La portion des Québécois âgés de 55 à 64 ans qui restent sur le marché du travail se compare avantageusement à celle des pays de l'Union européenne, bien que l'âge de la retraite effective soit ici parmi les moins élevés.

Voilà ce qui ressort d'une comparaison détaillée entre les situations québécoise et européenne établie par les économistes Joëlle Noreau et Chantal Routhier, de Desjardins.

En analysant les données d'une étude publiée par Natixis sur la situation au sein de l'Union européenne et les statistiques disponibles ici, elles ont tenté d'établir si le taux d'emploi dans cette cohorte pourrait s'améliorer.

Le vieillissement de la population a pour effet de diminuer le taux de chômage, observent-elles. De fait, le taux de demandeurs d'emploi a fortement diminué au cours de la première décennie du siècle, tandis que le nombre de Québécois de 55 ans et plus toujours actifs sur le marché du travail a doublé pour atteindre 600 000 travailleurs.

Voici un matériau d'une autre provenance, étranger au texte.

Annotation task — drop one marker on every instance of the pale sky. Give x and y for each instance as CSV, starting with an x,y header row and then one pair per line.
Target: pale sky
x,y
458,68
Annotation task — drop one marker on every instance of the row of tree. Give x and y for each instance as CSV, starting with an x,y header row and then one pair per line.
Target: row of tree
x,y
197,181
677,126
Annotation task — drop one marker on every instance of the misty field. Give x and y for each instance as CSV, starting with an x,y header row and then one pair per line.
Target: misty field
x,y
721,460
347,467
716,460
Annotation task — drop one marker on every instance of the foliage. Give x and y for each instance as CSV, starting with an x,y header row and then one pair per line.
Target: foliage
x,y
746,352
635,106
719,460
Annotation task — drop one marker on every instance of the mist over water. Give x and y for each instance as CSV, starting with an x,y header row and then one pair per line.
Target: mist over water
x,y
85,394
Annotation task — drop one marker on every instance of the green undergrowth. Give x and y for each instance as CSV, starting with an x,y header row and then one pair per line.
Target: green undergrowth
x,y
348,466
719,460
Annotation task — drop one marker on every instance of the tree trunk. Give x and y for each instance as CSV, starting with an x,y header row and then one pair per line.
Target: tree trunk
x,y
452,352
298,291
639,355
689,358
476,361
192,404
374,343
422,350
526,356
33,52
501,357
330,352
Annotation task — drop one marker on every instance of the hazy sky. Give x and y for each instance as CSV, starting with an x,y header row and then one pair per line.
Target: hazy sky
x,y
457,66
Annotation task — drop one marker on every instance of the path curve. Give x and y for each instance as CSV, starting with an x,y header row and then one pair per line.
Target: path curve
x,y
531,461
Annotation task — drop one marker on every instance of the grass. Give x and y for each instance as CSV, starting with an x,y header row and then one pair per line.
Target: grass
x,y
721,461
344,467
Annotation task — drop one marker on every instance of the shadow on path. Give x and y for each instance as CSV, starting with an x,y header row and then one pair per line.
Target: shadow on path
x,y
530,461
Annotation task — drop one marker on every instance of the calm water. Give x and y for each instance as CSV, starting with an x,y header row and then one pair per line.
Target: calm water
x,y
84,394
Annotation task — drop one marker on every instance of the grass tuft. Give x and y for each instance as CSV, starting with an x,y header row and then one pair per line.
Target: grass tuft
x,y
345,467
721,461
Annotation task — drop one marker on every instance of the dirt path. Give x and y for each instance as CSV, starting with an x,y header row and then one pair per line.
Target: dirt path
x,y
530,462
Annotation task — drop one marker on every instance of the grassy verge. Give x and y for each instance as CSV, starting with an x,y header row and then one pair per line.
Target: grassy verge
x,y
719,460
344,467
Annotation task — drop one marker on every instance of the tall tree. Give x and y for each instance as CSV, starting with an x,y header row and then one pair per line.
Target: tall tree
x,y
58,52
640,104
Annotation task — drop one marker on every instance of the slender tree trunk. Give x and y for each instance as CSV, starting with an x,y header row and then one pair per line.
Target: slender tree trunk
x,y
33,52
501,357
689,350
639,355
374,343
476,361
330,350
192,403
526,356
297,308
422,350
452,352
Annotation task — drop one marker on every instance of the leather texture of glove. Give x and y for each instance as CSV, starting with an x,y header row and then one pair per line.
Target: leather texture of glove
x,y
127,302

L'an dernier, le taux d'emploi des Québécois de 55 à 59 ans s'établissait à 62%, comparativement à 67% pour la moyenne canadienne et 68,3% chez l'Oncle Sam. La performance du Québec est plus élevée que la moyenne européenne, mais celle-ci cache d'importants écarts: plus de 80% au Danemark, en Norvège et en Suède, moins de 60% en France, en Italie et en Grèce, à peine plus de 30% en Turquie.

Chez les 60-64 ans, le taux d'emploi au Québec s'établit à 39%, ce qui reste moins élevé qu'au Canada (47%) et aux États-Unis (51,5%). C'est toutefois beaucoup mieux que la moyenne européenne (à peine plus de 30%) qui cache encore des écarts considérables. En Suède et en Norvège, le taux dépasse les 60%, mais en France, en Belgique, en Italie et en Pologne, il n'atteint pas 20%.

Outre le taux de chômage, les explications avancées pour de tels écarts reposent aussi sur la proportion des 60 ans et plus dans la population active et l'âge légal de la retraite.

Au Québec en 2008, 19,5% de la population active (qui détient ou recherche un emploi) avait au moins 60 ans. La moyenne européenne est de 10,9%, mais elle est beaucoup plus élevée en Allemagne ou en Italie (25%) et en Suède (24%).

Les auteures font observer que cette cohorte augmente rapidement au Québec. En 1996, elle formait à peine 15% de la population active.

Il existe aussi d'importantes disparités quant à l'âge légal de la retraite: de 60 ans en France et en Turquie, jusqu'à 67 ans au Danemark, plusieurs pays ayant même des seuils moins élevés pour les femmes, ce qui serait ici considéré comme de la discrimination sexuelle, en vertu de nos chartes des droits.

Dès lors, il est moins surprenant que le taux d'emploi soit moins élevé en France qu'au Danemark ou en Suède, chez les 60 ans et plus.

Chose mal comprise, les auteures rappellent qu'il n'y a pas d'âge légal de la retraite au Québec bien que les prestations de la Régie des rentes soient disponibles à partir de 60 ans et celles de la sécurité de la vieillesse versées par Ottawa à 65 ans.

Dans les faits, l'âge moyen de la retraite, définie par la Régie comme «la diminution de l'activité rémunératrice et une substitution, du moins partielle, du revenu par un revenu de retraite», est de 59,9 ans pour les hommes et de 59,5 ans pour les femmes. Seuls les Français et les Polonais prennent leur retraite plus tôt.

La grande faiblesse de l'étude Natixis est d'ignorer les grandes disparités d'épargne-retraite entre les pays. Dans plusieurs, le revenu de retraite est lourdement tributaire de l'État, alors que, dans d'autres, comme le Canada, l'épargne-retraite et les régimes complémentaires assurent une grande part des rentrées de fonds des retraités.

Voilà qui explique peut-être la grande prudence des auteures dans leur prévision. «Il faut s'attendre à une augmentation du taux d'emploi à la fois chez les 55 à 59 ans, les 60 à 64 ans de même que chez les 65 ans et plus», écrivent-elles simplement.